When life feels difficult, I try to look at the bigger picture. Sometimes the things that are right up in your face are out of focus and distorted. Your thoughts feel blurry and the situation feels muddled. But if you can just look beyond that, you can gain clarity and see the beauty surrounding you.
When I feel restrained by the decisions, commitments, and relationships of my life, I remember the concept of freedom within structure. Consider the traditional sonnet: it has serious parameters. Fourteen lines. Defined rhyme scheme. There are certain rules you have to follow when writing a sonnet. But apart from those rules, you can write what you like. Choosing the structure frees you up to focus on the content, not the form.
After spending a year abroad following some of my dreams, I came home to the tedium of everyday domestic life. I fell into a serious depression. "How do people stand it?" I wondered. I had a job that I didn't really like, a commute that was sucking the life out of me, and not much else to make it all feel worthwhile. The everdayness of life suffocated me. The routine was mind-numbingly mundane. I longed to live a life full of joy and wonder, but couldn't get beyond the limitations of daily life.
After a year of being home, I got engaged to the man who kept me sane when I was homesick overseas and during that difficult first year back. He says that if it weren't for him, I would have gone back to live in England. He's probably right. I'd begun to establish a life there. I liked England and had a good group of friends. Back home, all of my friends from college were strewn about the U.S. But I decided to stay here and get married. I said that this was the right decision for me because I had already done everything I wanted to do by myself.
I knew that marriage would require some sacrifices. I realized that I couldn't follow my whims without taking my partner into consideration. And I was okay with that. Having him by my side was more important to me than having the freedom to do whatever I wanted whenever and however I wanted. Besides, he's an easygoing guy and I wasn't really worried about him cramping my style.
But sometimes the everydayness of life still gets to me. Not like it did eight years ago, but it's not as easy to live a life full of joy and wonder as I'd like. And marriage, even to an easygoing guy, can be hard work. James and I don't see eye-to-eye on things like where to live (city vs. suburbs) and what kind of house we want (historic vs. brand-spankin'-new). Activities that energize me drain him, and vice versa. In other words, there are serious parameters within our relationship.

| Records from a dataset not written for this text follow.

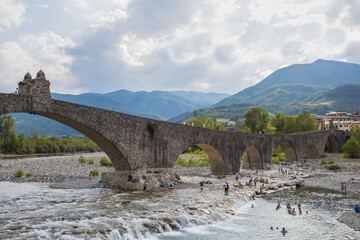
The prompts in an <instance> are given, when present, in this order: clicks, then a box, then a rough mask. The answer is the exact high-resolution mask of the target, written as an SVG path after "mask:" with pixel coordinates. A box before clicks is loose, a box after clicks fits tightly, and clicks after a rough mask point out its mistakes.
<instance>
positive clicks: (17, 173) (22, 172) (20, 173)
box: [14, 169, 24, 178]
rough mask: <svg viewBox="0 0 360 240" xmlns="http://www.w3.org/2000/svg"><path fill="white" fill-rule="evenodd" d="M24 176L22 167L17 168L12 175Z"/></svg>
mask: <svg viewBox="0 0 360 240" xmlns="http://www.w3.org/2000/svg"><path fill="white" fill-rule="evenodd" d="M23 176H24V171H23V170H22V169H18V170H16V171H15V173H14V177H17V178H21V177H23Z"/></svg>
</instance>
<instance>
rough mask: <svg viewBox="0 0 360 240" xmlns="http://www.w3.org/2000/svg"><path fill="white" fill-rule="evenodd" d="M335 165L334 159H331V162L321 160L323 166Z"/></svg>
mask: <svg viewBox="0 0 360 240" xmlns="http://www.w3.org/2000/svg"><path fill="white" fill-rule="evenodd" d="M333 163H335V161H334V160H332V159H330V160H325V159H323V160H321V163H320V164H321V165H324V164H333Z"/></svg>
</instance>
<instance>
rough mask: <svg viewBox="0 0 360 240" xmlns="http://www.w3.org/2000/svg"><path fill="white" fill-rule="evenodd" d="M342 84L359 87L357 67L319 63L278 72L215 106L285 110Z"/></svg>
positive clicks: (337, 64) (230, 96)
mask: <svg viewBox="0 0 360 240" xmlns="http://www.w3.org/2000/svg"><path fill="white" fill-rule="evenodd" d="M344 84H360V65H358V64H353V63H345V62H337V61H327V60H321V59H320V60H317V61H315V62H313V63H310V64H295V65H292V66H289V67H286V68H282V69H279V70H277V71H275V72H274V73H272V74H271V75H269V76H268V77H267V78H265V79H264V80H262V81H261V82H259V83H258V84H256V85H255V86H252V87H249V88H246V89H244V90H242V91H240V92H238V93H236V94H234V95H232V96H230V97H228V98H225V99H223V100H221V101H220V102H218V103H216V104H215V106H222V105H227V106H229V105H233V104H237V103H249V102H251V103H256V104H265V103H266V104H278V105H281V106H285V105H288V104H291V103H292V102H294V101H305V100H306V99H308V98H309V97H310V96H312V95H314V94H317V93H321V92H324V91H326V90H330V89H332V88H334V87H338V86H341V85H344Z"/></svg>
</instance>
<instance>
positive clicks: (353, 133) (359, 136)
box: [350, 126, 360, 142]
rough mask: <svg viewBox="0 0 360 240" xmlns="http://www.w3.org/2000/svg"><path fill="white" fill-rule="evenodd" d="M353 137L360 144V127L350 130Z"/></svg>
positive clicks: (353, 126) (352, 127) (351, 128)
mask: <svg viewBox="0 0 360 240" xmlns="http://www.w3.org/2000/svg"><path fill="white" fill-rule="evenodd" d="M350 133H351V137H354V138H355V139H356V140H358V141H359V142H360V127H355V126H353V127H352V128H351V130H350Z"/></svg>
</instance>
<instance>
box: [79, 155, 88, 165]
mask: <svg viewBox="0 0 360 240" xmlns="http://www.w3.org/2000/svg"><path fill="white" fill-rule="evenodd" d="M78 161H79V163H80V164H81V165H84V164H85V163H86V159H85V158H84V156H83V155H81V156H80V157H79V159H78Z"/></svg>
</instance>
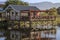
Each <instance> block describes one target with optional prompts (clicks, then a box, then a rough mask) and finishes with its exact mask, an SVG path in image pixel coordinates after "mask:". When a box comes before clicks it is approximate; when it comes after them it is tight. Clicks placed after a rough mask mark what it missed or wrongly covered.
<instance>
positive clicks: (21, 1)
mask: <svg viewBox="0 0 60 40" xmlns="http://www.w3.org/2000/svg"><path fill="white" fill-rule="evenodd" d="M10 4H13V5H28V3H27V2H23V1H21V0H13V1H12V0H7V1H6V2H5V6H4V9H5V8H6V7H7V6H8V5H10Z"/></svg>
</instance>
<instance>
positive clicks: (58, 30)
mask: <svg viewBox="0 0 60 40" xmlns="http://www.w3.org/2000/svg"><path fill="white" fill-rule="evenodd" d="M56 40H60V28H58V29H57V33H56Z"/></svg>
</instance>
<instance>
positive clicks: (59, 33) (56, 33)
mask: <svg viewBox="0 0 60 40" xmlns="http://www.w3.org/2000/svg"><path fill="white" fill-rule="evenodd" d="M4 39H5V38H4V37H0V40H4ZM56 40H60V28H57V30H56Z"/></svg>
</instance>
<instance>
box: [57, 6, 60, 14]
mask: <svg viewBox="0 0 60 40" xmlns="http://www.w3.org/2000/svg"><path fill="white" fill-rule="evenodd" d="M57 13H58V14H59V15H60V7H58V8H57Z"/></svg>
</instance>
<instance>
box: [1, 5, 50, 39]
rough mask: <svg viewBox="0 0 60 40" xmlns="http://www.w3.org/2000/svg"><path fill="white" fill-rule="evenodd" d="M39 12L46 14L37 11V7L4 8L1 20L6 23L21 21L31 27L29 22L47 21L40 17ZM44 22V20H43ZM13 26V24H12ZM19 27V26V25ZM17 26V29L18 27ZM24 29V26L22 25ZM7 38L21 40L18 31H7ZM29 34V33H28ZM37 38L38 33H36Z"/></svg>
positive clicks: (39, 33) (42, 11)
mask: <svg viewBox="0 0 60 40" xmlns="http://www.w3.org/2000/svg"><path fill="white" fill-rule="evenodd" d="M41 12H46V11H42V10H40V9H38V8H37V7H34V6H22V5H9V6H7V7H6V8H5V10H3V11H2V18H3V19H4V20H6V21H13V22H14V21H19V23H20V21H23V22H24V24H25V22H27V21H29V23H28V24H29V27H30V26H31V23H30V22H31V21H39V20H41V19H49V18H51V17H49V18H45V17H44V16H42V17H40V13H41ZM43 21H45V20H43ZM12 24H13V23H12ZM19 26H20V27H21V25H20V24H19ZM19 26H17V27H19ZM12 27H13V26H12ZM24 27H25V25H24ZM25 30H26V29H25ZM9 32H10V34H9V36H8V37H9V38H10V39H11V40H20V38H21V31H20V30H19V28H18V29H16V30H15V29H13V30H12V29H10V30H9ZM29 32H30V31H29ZM25 34H26V33H25ZM37 34H38V35H37V36H38V37H40V36H39V34H40V33H37Z"/></svg>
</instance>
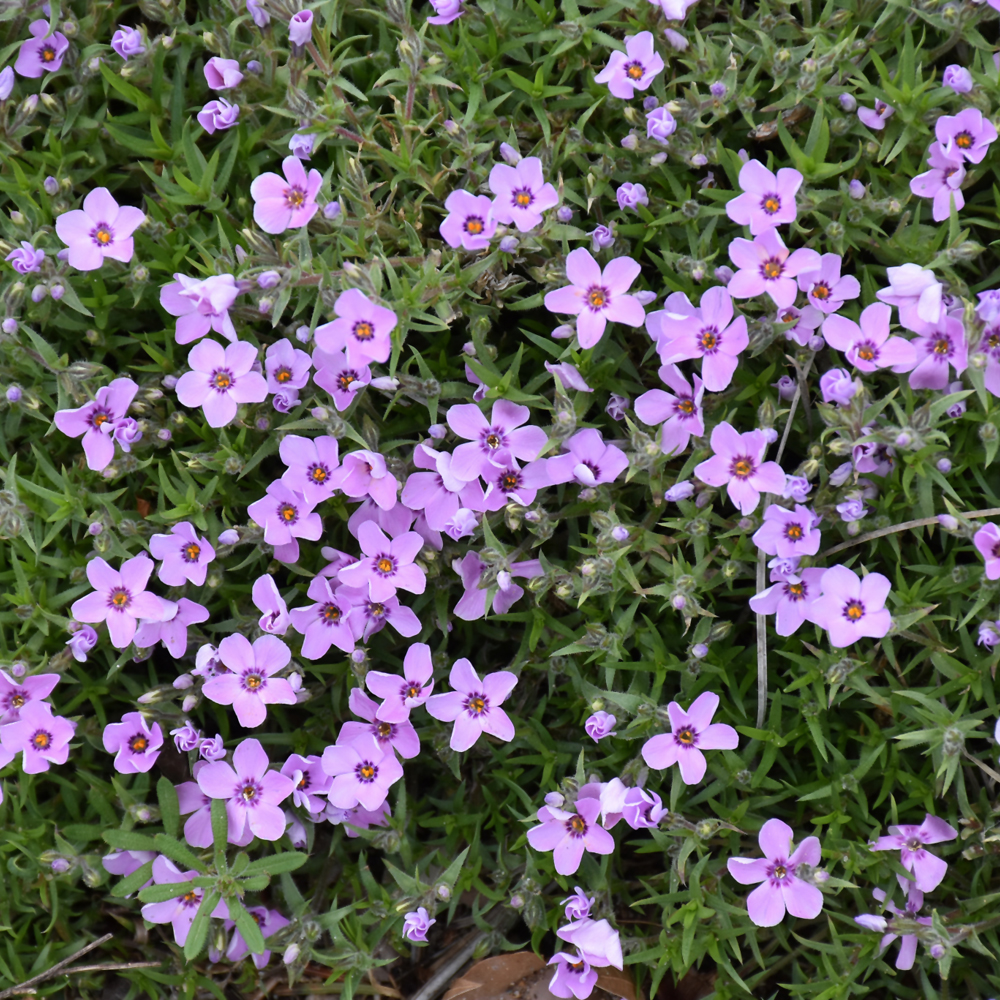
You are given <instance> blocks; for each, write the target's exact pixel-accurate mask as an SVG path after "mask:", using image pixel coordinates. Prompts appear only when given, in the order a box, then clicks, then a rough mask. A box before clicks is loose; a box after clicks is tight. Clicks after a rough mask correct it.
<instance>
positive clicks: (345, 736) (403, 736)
mask: <svg viewBox="0 0 1000 1000" xmlns="http://www.w3.org/2000/svg"><path fill="white" fill-rule="evenodd" d="M348 705H349V707H350V709H351V711H352V712H353V713H354V714H355V715H357V716H358V717H359V718H362V719H364V720H365V721H364V722H345V723H344V724H343V725H342V726H341V727H340V732H339V733H338V734H337V743H338V744H349V743H354V742H355V741H357V740H365V739H367V738H368V737H369V736H374V737H375V739H376V741H377V742H378V745H379V746H380V747H381V748H382V749H383V750H385V752H386V753H388V752H389V751H390V750H395V751H396V753H398V754H399V755H400V756H401V757H405V758H407V759H409V758H411V757H416V756H417V754H419V753H420V737H419V736H417V731H416V730H415V729H414V728H413V725H412V723H411V722H410V721H409V719H403V720H402V721H400V722H385V721H382V720H380V719H379V718H378V715H377V713H378V709H379V703H378V702H377V701H375V700H374V699H372V698H369V697H368V695H366V694H365V692H364V691H363V690H362V689H361V688H352V689H351V693H350V696H349V697H348Z"/></svg>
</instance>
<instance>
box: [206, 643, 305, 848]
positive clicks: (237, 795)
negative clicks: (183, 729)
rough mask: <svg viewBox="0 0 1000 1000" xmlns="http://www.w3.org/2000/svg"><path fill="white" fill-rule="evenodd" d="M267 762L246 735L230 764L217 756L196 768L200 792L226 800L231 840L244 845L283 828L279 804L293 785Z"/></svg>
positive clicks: (211, 796)
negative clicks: (197, 774) (198, 768)
mask: <svg viewBox="0 0 1000 1000" xmlns="http://www.w3.org/2000/svg"><path fill="white" fill-rule="evenodd" d="M229 638H232V636H230V637H229ZM265 638H269V637H267V636H265ZM223 642H225V640H223ZM269 764H270V761H269V760H268V757H267V753H266V752H265V750H264V748H263V747H262V746H261V745H260V742H259V741H258V740H255V739H249V740H244V741H243V742H242V743H241V744H240V745H239V746H238V747H237V748H236V749H235V751H233V763H232V766H230V765H229V764H227V763H226V762H225V761H222V760H218V761H213V762H212V763H210V764H205V765H204V766H203V767H202V768H200V769H199V771H198V776H197V781H198V787H199V788H200V789H201V790H202V792H203V793H204V794H205V795H207V796H208V797H209V798H210V799H224V800H225V802H226V815H227V816H228V818H229V843H231V844H236V845H238V846H240V847H245V846H246V845H247V844H249V843H250V841H251V840H253V838H254V837H255V836H256V837H260V838H261V840H278V839H279V838H280V837H281V835H282V834H283V833H284V832H285V814H284V812H283V811H282V809H281V808H280V804H281V802H283V801H284V800H285V799H286V798H288V796H289V795H291V794H292V789H293V787H294V785H293V783H292V779H291V778H289V777H288V776H287V775H284V774H280V773H279V772H277V771H272V770H269Z"/></svg>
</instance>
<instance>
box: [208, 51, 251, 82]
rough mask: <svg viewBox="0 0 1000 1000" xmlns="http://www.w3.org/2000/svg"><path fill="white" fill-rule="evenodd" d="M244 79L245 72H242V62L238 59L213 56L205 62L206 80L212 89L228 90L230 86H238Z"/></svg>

Occasionally the limitations get to me and I wonder what life would have been like if I'd moved back to Europe. Or maybe to New York City to live in a loft and work for a magazine or publishing house. What if I was free to pursue my travel and artistic dreams on my own?
When I feel boxed in, I remember the freedom that being married to James has given me. Because he has a good job with good benefits, and because he is full of encouragement and generosity, I can pursue my dream of being a freelance writer with very little worry. Being married allowed me to quit a job where I felt like a square peg in round hole and become my own boss.
Yes, I could have pursued this dream on my own. But it would have been so much harder and would have included so many more parameters. Europe and NYC sound romantic and exciting until homesickness and starving-artist, vermin-infested apartments set in. And besides, James has never tried to stifle my artistic impulses or travel bug. Just last month he asked if I wanted to visit friends in England or take a little artistic retreat for myself. I was the one who hemmed and hawed about it. He's also the one who talked me into going to the American Society of Journalists and Authors’ conference in NYC next month. And when I said I was considering going to the Blogher conference in Chicago in July, he said, "Sounds cool."
So I rejoice in the freedom within this form. My hope is that you find your very own free-form.